Новые записки санитара морга | Страница: 45

  • Georgia
  • Verdana
  • Tahoma
  • Symbol
  • Arial
16
px

— Итс мирикал, — произнес я осипшим от волнения голосом.

— Конечно, чудо, — согласно кивнул Тимур. — Мы в чудесном месте. Поэтому здесь происходят чудеса. Те, кто построил это, они помогают, — убежденно сказал он. И оглянулся, будто в надежде увидеть призраки первых христиан, незримо замершие возле нас.

Ничего не ответив на его слова, я просто стоял перед этим невероятным событием, впитывая каждое его мгновение. И если в первую минуту еще допускал, что свеча вот-вот потухнет, то после уже точно знал — она будет гореть так же, как в храме перед иконой. Ведь я и был в храме, всего в каких-то паре метров от алтаря. И резвый весенний стамбульский ветер ничего не мог с этим поделать.

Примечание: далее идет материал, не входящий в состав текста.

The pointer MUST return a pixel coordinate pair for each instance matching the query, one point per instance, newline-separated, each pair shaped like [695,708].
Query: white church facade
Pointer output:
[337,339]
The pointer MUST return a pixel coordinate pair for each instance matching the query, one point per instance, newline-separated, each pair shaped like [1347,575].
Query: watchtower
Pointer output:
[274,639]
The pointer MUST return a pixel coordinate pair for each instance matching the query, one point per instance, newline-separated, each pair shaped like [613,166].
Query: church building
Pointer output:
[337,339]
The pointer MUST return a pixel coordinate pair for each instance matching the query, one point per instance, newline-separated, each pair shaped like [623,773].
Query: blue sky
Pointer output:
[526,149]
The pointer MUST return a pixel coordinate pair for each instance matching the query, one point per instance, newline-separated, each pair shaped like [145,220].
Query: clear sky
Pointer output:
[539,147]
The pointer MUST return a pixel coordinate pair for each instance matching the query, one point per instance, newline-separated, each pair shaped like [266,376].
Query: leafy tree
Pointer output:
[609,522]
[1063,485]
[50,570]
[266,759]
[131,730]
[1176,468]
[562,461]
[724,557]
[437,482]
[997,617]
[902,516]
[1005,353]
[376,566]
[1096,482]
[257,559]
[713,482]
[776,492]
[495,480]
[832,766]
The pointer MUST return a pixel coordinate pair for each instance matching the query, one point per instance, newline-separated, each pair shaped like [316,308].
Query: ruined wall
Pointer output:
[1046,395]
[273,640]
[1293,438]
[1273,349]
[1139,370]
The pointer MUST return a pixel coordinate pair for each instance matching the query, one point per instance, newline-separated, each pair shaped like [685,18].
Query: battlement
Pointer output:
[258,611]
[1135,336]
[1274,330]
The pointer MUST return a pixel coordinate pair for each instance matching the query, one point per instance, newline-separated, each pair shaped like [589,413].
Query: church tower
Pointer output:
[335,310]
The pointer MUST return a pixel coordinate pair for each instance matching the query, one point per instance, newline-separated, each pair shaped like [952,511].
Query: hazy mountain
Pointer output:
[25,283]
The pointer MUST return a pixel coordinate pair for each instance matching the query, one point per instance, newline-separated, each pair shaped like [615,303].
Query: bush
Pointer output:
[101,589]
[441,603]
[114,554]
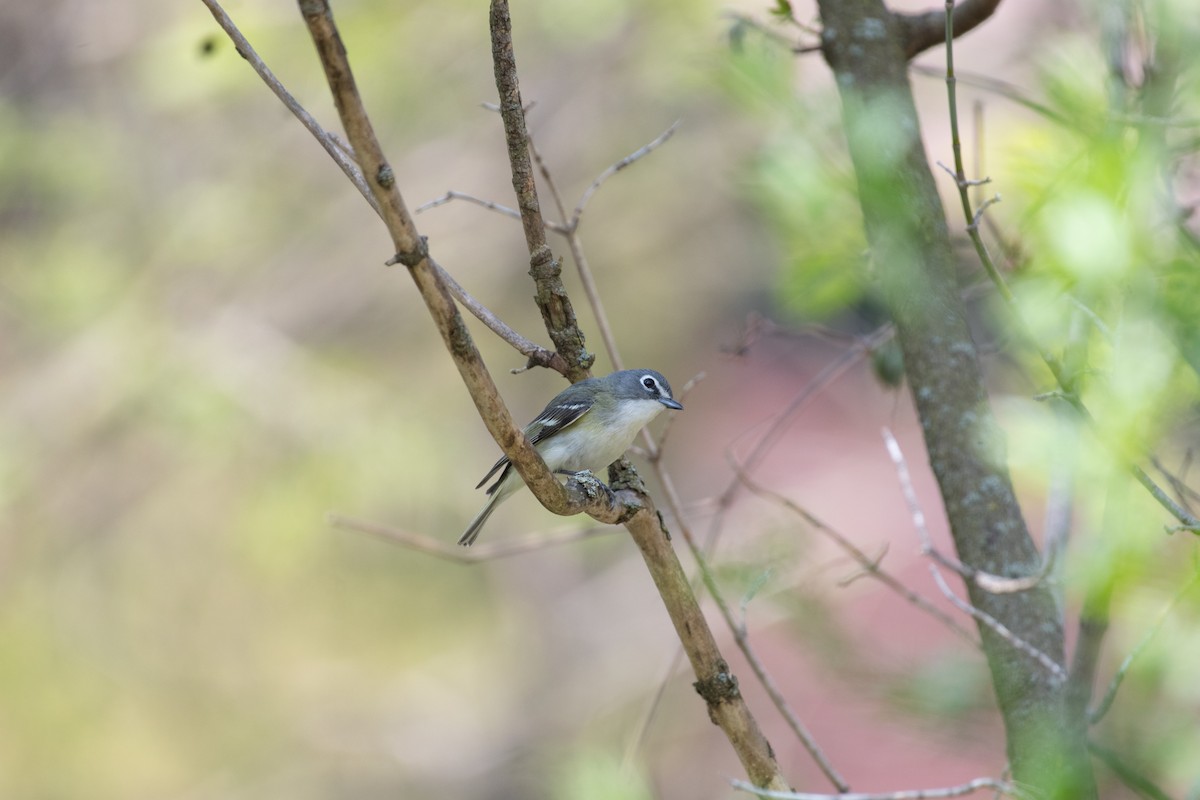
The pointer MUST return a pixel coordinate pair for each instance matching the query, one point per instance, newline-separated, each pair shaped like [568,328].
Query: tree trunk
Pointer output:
[864,46]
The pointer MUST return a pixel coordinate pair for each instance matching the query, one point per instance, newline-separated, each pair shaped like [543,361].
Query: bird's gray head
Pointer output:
[643,384]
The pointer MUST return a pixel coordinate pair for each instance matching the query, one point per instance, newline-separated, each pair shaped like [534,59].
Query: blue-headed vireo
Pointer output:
[586,427]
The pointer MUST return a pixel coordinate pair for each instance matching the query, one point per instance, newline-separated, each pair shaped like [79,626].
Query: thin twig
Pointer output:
[343,157]
[487,552]
[487,204]
[1188,521]
[552,299]
[339,151]
[978,785]
[641,152]
[870,566]
[570,230]
[927,542]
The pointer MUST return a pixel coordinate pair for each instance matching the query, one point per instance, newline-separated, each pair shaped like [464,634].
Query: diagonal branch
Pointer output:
[412,252]
[557,311]
[924,30]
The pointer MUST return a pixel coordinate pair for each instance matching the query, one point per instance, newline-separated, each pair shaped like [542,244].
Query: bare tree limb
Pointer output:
[905,222]
[971,787]
[927,545]
[557,311]
[924,30]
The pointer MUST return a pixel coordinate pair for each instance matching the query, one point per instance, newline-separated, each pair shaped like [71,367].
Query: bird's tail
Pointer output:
[477,524]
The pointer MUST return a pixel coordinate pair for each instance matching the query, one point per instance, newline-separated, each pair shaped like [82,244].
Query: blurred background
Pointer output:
[202,356]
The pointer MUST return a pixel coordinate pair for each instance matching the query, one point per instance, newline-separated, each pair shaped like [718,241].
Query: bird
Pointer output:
[585,428]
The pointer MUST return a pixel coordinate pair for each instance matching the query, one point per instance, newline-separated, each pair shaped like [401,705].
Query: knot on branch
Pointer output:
[622,475]
[385,176]
[414,256]
[719,689]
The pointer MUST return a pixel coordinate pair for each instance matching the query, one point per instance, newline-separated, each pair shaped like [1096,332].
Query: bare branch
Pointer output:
[487,204]
[925,30]
[978,785]
[870,566]
[927,542]
[581,263]
[413,252]
[1105,703]
[333,145]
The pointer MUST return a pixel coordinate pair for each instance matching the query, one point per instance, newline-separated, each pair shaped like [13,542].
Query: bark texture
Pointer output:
[865,47]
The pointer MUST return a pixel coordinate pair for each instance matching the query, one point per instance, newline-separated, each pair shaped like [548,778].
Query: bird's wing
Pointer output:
[553,417]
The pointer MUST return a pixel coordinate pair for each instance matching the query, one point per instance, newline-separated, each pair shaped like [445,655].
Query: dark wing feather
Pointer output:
[561,413]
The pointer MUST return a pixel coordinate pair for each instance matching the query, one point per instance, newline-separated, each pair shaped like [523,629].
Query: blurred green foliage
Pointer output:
[201,356]
[1097,235]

Где-то минут пятнадцать спустя, когда свеча уже изрядно прогорела, мы поднялись на верхний ярус.

Подойдя к краю, я с замиранием смотрел сверху вниз на небольшой огонек, бьющийся у выдолбленного в стене креста. Усевшись на самый край ничем не огороженного провала, идущего вниз до первого яруса, свесил вниз ноги, не в силах оторвать глаз от моего чуда. И был настолько поглощен своими переживаниями, что думать толком не получалось. Обрывки мыслей тонули в блаженном восторге, который дарила мне свеча, горящая вопреки всем законам физики. Было такое ощущение, что Господь привел меня сюда, чтобы лично вручить от себя открытку. Ни о чем подобном я не мог даже и мечтать. И от того зрелище было вдвойне упоительным.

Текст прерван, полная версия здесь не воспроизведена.